South Carolina has lost two games and their best win is against Georgia. The next best win would be what? Missouri, Kentucky, Tennessee? Georgia’s best win is Florida but they lost badly to a South Carolina team that hasn’t proven a thing against anyone of substance. You can continue to use this logic.
Ed Feng says
Well, I certainly have my biases. And so do my friends down South.
But my rankings do not. There’s nothing human about the 5 SEC teams in the top 10 right now.
Crap, I made a mistake. There are 6 SEC teams in the top 10. I skipped LSU.
I can respect a quant based approach and its certainly better than the always subjective eye test, but things seem to get muddied when the only above average team a particular team plays is against another team that does the same thing. Sounds confusing so I’ll lay it out like this.

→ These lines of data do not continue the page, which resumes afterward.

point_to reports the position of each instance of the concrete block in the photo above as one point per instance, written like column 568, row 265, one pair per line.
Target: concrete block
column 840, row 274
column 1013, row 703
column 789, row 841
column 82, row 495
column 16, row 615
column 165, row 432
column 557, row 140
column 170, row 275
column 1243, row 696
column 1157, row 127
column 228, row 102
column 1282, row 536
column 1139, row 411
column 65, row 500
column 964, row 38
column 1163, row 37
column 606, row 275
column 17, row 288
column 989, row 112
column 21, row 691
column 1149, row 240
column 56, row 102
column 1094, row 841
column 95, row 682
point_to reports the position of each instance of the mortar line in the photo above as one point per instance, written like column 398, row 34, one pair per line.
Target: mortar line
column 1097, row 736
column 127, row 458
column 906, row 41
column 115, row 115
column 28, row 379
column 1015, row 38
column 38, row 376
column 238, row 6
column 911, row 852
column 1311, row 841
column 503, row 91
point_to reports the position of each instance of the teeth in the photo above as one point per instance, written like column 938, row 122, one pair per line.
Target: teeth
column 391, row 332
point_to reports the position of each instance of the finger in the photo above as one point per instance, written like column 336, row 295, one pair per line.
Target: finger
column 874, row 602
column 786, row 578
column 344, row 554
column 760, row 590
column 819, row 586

How do we know South Carolina is good? Their 6 conference wins have come against teams with a combined conf record of 13-21. Eliminate Georgia and its 6-20. But Georgia is a good win. Or is it? Their 7 conf wins have come against opponents with a combined SEC record of 15-33. Eliminate Florida and it’s 8-32. So South Carolina is good because they beat Georgia who beat Florida?
This seems to a lot of transitive property at work. Yes, the SEC has some very good teams, but it’s ridiculous to say that the top 10 teams in the country are all in that conference when the conference itself is very top heavy. So each team loses a game to another top team and its fine, ignoring the fact that the vast majority of their wins have come against bad teams. We don’t know how good the SEC is because for the most part, they don’t play anyone of merit outside the conference and pad their schedules with bottom tier FBS and even FCS schools.
Ed Feng says
The 6 SEC teams in the top 10 results from 2 factors:
1. large margin of victory in out of conference wins. Bama over Michigan comes to mind first.

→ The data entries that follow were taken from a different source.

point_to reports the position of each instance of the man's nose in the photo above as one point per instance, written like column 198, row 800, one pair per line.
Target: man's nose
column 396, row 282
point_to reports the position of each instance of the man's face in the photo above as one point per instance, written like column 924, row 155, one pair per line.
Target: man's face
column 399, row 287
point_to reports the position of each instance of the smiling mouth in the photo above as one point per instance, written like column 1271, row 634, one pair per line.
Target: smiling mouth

2. these 6 teams with big margin of victory over the lower teams in the conference.
While the SEC certainly doesn’t challenge itself out of conference as well as it should, they do have big games coming up: South Carolina against Clemson, Florida against Florida State. We’ll see how these games turn out, as well as bowl games.
Asked another way: What out of conference wins are making the sec so strong? Presumably your metrics wouldn’t reward for in conference unless those were validated by out of conference results. Can you point to a few(?) games whose results are propelling the sec to the top? If one or two had gone differently, would it affect you rankings in any material way?